Change in Loan and Investment by Company:
Section 186(2) of the 2013 Act contains specific prohibitions/ restrictions on provision of loan/guarantee/security etc. to a person or body corporate. The occurrence of the word ‘person’ in the section unwittingly seemed to cover employees. This section was meant to cover inter-corporate loans and not loans to employees. The 2017 Amendment Act clarified that for the purposes of this sub-section, the word ‘person’ does not include any individual who is in the employment of the company.

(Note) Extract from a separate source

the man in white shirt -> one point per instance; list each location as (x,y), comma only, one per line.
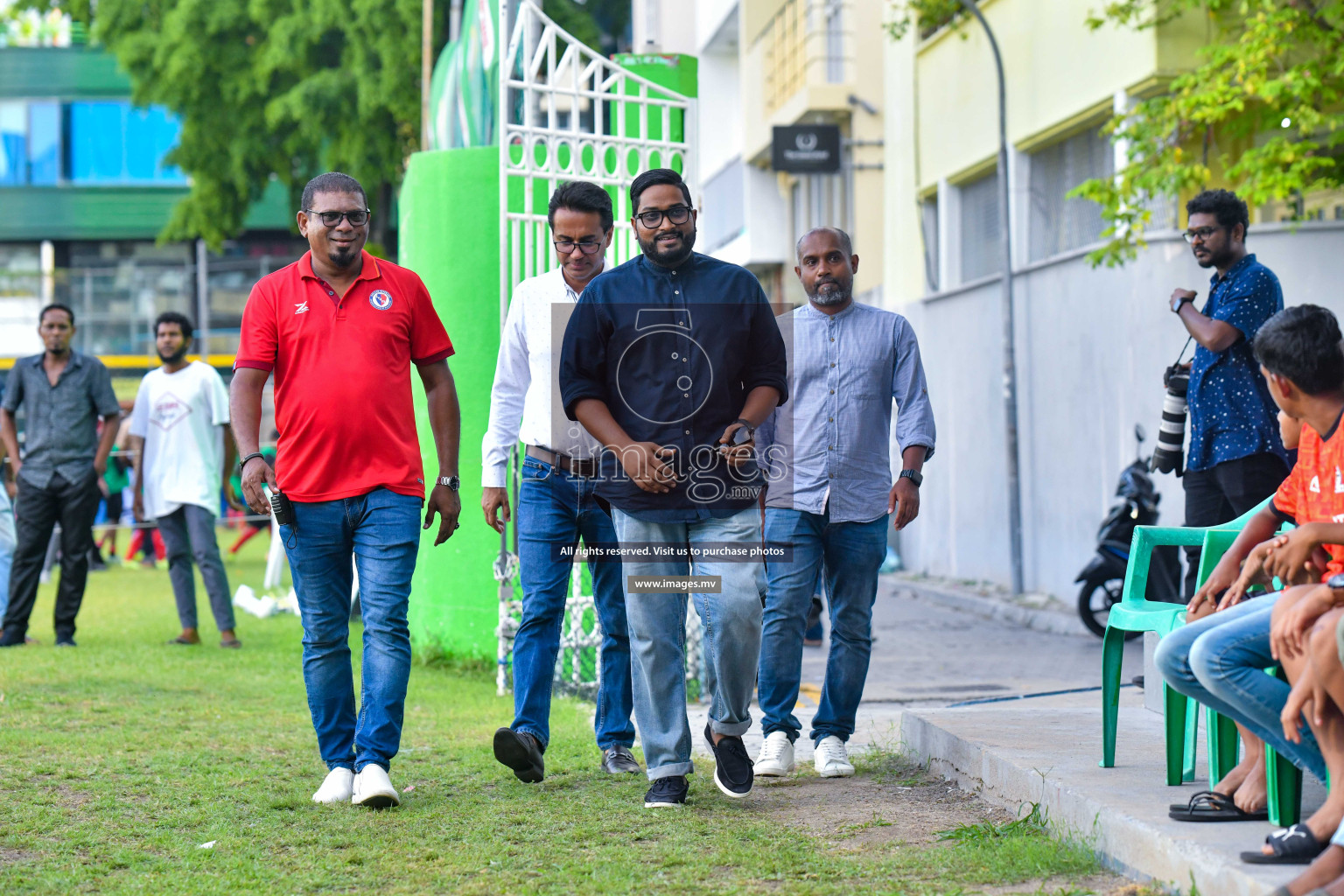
(556,499)
(182,457)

Furthermore, the companies are permitted to give loans to entities in which directors are interested after passing special resolution and adhering to disclosure requirements. This gives big relief to the companies. This is done to address the difficulties being faced in genuine transactions due to the complete embargo on providing loans to subsidiaries with common director.
Penalty for Late Filing of Annual Return:
The penalty for late filing of company annual return is set to significantly increase on the implementation of the Companies Amendment Act, 2017 during the current financial year.
Under the Companies Amendment Act, 2017, the penalty for late filing of Annual Return or financial statements will be a minimum amount of INR 100 per day of default. Further, the company would be liable for penal action. If a company defaults on filing the annual return or financial statements for two or more times, the penalty levied would be doubled.
Change in Private Placement Issuances:
The amendment Bill seeks to amend the entire Section 42 of Companies 2013 that deals with the issue of shares on private placement basis. One of the important changes relates to rights of renunciation. The 2013 Act permits investors to renunciate their investment rights in favour of another entity. The amendment takes away this right. This means only investors whose names are mentioned in the information memorandum, filed by the issuer, can subscribe to the shares.
Launch of SPICe:
The Ministry has introduced a new e-form named INC-32- SPICe (Simplified Proforma for Incorporating Company Electronically) in place of form INC-29 to provide more functionalities. It deals with a single form for multiple services for incorporation of a company.
Reduction in Procedures
This reform undertaken by the Ministry of Corporate Affairs is to help reduce the procedures for starting a business in India and provide ease of doing business. Initially there were five procedures for starting a business which now are integrated and can be done simultaneously in one step. Using the newly launched integrated e-Form SPICe, stakeholders now can apply for Company Name, Company Incorporation, DIN of the directors, PAN and TAN for the newly incorporated company, and avail all five services simultaneously.
Reduction in Cost/Fees:
The fee for incorporation (of the integrated e-Form SPICe /INC-32) has been reduced from INR 2000 to INR 500. The cost incurred by a company for company seal is also eliminated, as the requirement for a company seal has been removed vide amendment to the Companies Act, 2013.
Reduction in Time:
To improve greater transparency, uniformity, eradication of discretion, the Ministry of Corporate Affairs have made efforts to reduce the time taken for processing company incorporation applications. The time has been reduced drastically from between 5 to 15 working days in June 2014, to an average of 0.6 working days (15 hours) in March 2017. Similarly, the processing time for name availability applications has been brought down significantly from between 5 to 6 working days in June 2014, to an average of 0.4 days (10 hours) in March 2017. In addition, more than 90% applications are being approved within 1 working day.
Apart from these, certain changes in Independent Directors and provision related to their pecuniary interest, definitions, Declaration and payment of dividends, provision relating to financial reporting, Corporate social responsibility (CSR) have been made.